Pas plus tard qu’hier, je disais à un ami que ce qui manque au Sénégal, c’est de reconnaître le mérite de quelqu’un. C’est à l’État de trouver des ambulances et des voitures de pompiers pour la population. Ce que je réussis à trouver pour mon pays, n’y a qu’un État qui en est capable. Mais c’est grâce à mon parcours et mon engagement que les autorités italiennes me font confiance. N’empêche, aucun président ni ministre ne m’a jamais appelé pour me remercier où me féliciter encore moins m’appuyer. Le général Victor Tine des sapeurs-pompiers m’avait adressé une lettre de remerciement quand j’ai amené à Touba des véhicules de sapeurs-pompiers pour la première fois. Au Sénégal, beaucoup de localités n’ont pas d’ambulances. Les femmes perdent la vie sur les routes pour aller accoucher. Si l’État collaborait avec nous, nous aurions la possibilité d’équiper tout le pays en ambulance. On dit que chaque jours 5 femmes perdent la vie au Sénégal en donnant la vie. Pour certaines, c’est dû à un manque de moyens logistiques. Un soutien de l’État nous faciliterait plus à exploiter notre carnet d’adresses.
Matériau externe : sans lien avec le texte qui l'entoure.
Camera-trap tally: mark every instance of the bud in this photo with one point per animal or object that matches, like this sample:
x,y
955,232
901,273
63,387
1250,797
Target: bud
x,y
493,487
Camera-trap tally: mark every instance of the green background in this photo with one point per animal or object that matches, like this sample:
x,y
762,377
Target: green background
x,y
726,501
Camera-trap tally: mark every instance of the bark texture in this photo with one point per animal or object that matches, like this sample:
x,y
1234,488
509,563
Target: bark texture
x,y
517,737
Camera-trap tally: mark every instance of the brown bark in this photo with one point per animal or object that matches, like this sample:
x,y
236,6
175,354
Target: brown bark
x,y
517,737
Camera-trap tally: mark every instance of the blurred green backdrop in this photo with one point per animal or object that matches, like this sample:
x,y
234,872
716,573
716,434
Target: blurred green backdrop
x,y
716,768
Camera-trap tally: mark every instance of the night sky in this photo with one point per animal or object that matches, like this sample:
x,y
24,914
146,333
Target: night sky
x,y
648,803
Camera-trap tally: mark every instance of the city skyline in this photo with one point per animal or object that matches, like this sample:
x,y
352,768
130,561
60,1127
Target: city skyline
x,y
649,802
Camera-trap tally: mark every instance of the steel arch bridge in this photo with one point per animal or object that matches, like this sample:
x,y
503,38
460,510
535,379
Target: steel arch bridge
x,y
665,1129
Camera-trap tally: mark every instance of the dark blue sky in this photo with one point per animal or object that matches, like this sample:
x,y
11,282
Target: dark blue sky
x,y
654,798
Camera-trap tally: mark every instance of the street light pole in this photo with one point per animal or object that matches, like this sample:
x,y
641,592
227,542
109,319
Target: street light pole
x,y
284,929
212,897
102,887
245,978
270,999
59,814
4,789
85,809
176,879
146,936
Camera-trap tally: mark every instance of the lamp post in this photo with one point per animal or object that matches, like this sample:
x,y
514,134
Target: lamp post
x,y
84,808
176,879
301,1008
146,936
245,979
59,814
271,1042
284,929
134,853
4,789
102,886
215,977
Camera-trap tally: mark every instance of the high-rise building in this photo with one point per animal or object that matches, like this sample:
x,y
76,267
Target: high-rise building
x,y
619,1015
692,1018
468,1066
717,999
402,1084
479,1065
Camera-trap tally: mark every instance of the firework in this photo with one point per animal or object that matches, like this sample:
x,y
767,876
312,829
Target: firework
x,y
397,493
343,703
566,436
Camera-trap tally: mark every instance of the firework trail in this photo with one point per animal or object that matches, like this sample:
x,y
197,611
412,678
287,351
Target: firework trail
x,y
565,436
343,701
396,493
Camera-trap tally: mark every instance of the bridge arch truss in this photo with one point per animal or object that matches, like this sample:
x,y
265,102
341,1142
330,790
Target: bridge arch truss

Vu que vous n’êtes pas soutenus par État, est-ce que vous rencontrez des difficultés pour convoyer ces voitures au Sénégal ?

La procédure peut être simple ou pas. Quand j’ai une ambulance, j’adresse la lettre de donation à l’association Touba ca kanam. Après, ce sont eux qui gèrent le transport jusqu’au port de Dakar. Si le véhicule est destiné à une commune, cette dernière s’occupe également du transport. La seule difficulté, c’est le temps à mettre pour m’occuper de toutes les formalités malgré la famille et le travail à gérer. Je fais le travail d’un ambassadeur. C’est vrai que j’investis beaucoup de mon temps mais je le fais avec plaisir. Je n’y cherche que la reconnaissance divine et la satisfaction des bénéficiaires. Je remercie aussi l’association Touba ca kanam qui me soutient beaucoup. Quand je devais aller à Touba pour témoigner de ce que je fais, l’association m’a acheté le billet d’avion.

Vous dites que vous n’avez pas le soutien des autorités sénégalaises. Si aujourd’hui, vous aviez la possibilité de voir le président de la République quel message lui adresseriez-vous ?

Qu’il ait plus de reconnaissance à l’endroit des Sénégalais qui ont envie de contribuer à la construction du pays à leurs manières. Qu’il respecte plus les Sénégalais de la diaspora. Ils contribuent à l’évolution économique et sociale du pays. Nous sommes ici, mais le Sénégal est dans notre âme. Tous ceux qui sont dans le social méritent d’être soutenus. Beaucoup de Sénégalais comme moi ont des opportunités pour apporter une certaine contribution. Qu’on les facilite juste les choses. Ceux qui investissent dans la santé comme moi,  méritent la reconnaissance de l’État, du Ministère de la santé et du ministère des sports. Ce ne sont pas des choses que nous réclamons pour notre personne, mais un coup de pouce faciliterait nos actions pour qu’on puisse mieux aider les Sénégalais.